Abstract

Due to the nature of micro-electromechanical systems, the vector magnitude (VM) activity of accelerometers varies depending on the wearing position and does not identify different levels of physical fitness. Without an appropriate energy expenditure (EE) estimation equation, bias can occur in the estimated values. We aimed to amend the EE estimation equation using heart rate reserve (HRR) parameters as the correction factor, which could be applied to athletes and non-athletes who primarily use ankle-mounted devices. Indirect calorimetry was used as the criterion measure with an accelerometer (ankle-mounted) equipped with a heart rate monitor to synchronously measure the EE of 120 healthy adults on a treadmill in four groups. Compared with ankle-mounted accelerometer outputs, when the traditional equation was modified using linear regression by combining VM with body weight and/or HRR parameters (modified models: Model A, without HRR; Model B, with HRR), both Model A (r: 0.931 to 0.972; ICC: 0.913 to 0.954) and Model B (r: 0.933 to 0.975; ICC: 0.930 to 0.959) showed the valid and reliable predictive ability for the four groups. With respect to the simplest and most reasonable mode, Model A seems to be a good choice for predicting EE when using an ankle-mounted device.

Highlights

  • The difference between athletes’ and non-athletes’ resting metabolic rates (RMRs) and total energy expenditure (TEE) has been proven by researchers through measurements of golden standards[3,5,6]
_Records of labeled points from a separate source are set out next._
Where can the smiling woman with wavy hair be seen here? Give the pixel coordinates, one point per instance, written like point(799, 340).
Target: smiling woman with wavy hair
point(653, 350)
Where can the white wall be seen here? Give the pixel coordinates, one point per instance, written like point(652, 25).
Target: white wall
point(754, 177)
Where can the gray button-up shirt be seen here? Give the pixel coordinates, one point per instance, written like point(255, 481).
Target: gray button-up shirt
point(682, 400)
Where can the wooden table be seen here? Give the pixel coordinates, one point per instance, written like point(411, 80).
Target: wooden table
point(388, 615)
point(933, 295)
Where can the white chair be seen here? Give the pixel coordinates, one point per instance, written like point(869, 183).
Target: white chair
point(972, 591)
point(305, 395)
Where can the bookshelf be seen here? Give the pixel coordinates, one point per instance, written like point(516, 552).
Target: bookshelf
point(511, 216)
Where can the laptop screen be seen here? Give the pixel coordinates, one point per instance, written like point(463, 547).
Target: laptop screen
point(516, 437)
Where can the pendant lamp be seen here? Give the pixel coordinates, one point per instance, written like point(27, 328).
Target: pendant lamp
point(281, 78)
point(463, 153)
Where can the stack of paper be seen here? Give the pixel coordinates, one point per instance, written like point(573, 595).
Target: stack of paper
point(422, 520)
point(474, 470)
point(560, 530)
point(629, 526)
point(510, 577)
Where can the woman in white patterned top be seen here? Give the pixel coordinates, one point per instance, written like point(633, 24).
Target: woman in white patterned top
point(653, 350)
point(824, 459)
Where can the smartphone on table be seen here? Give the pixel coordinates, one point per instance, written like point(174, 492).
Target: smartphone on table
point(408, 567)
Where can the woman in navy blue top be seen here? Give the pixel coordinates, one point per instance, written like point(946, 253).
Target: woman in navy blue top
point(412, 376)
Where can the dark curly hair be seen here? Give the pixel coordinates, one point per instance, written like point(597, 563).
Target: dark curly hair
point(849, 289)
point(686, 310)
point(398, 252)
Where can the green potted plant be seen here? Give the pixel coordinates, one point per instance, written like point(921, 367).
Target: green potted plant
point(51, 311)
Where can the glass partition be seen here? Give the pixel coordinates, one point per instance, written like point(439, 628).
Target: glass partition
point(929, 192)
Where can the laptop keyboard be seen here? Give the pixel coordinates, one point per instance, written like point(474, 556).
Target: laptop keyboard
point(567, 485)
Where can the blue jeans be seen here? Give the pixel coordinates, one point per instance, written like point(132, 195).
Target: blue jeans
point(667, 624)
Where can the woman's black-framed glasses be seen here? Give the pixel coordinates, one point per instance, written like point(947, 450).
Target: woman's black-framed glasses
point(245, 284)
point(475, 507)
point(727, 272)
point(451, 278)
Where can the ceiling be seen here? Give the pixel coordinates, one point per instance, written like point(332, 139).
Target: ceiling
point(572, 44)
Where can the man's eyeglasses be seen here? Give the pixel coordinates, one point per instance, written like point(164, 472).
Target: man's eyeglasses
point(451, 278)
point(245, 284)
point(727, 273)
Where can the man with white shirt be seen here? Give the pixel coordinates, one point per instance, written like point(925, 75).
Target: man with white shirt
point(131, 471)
  • Linear regression equations were determined for each physical fitness level based on average accelerometer vector magnitude (VM), body weight (BW), and without/with heart rate reserve (HRR) parameters (i.e., modifying the coefficients of traditional estimation equations (Model A) and Model B, respectively), and the corresponding EE measured by indirect calorimetry

  • The results indicated a significant difference in criterion measure (CM)-EE measurements among these four groups (p < 0.001)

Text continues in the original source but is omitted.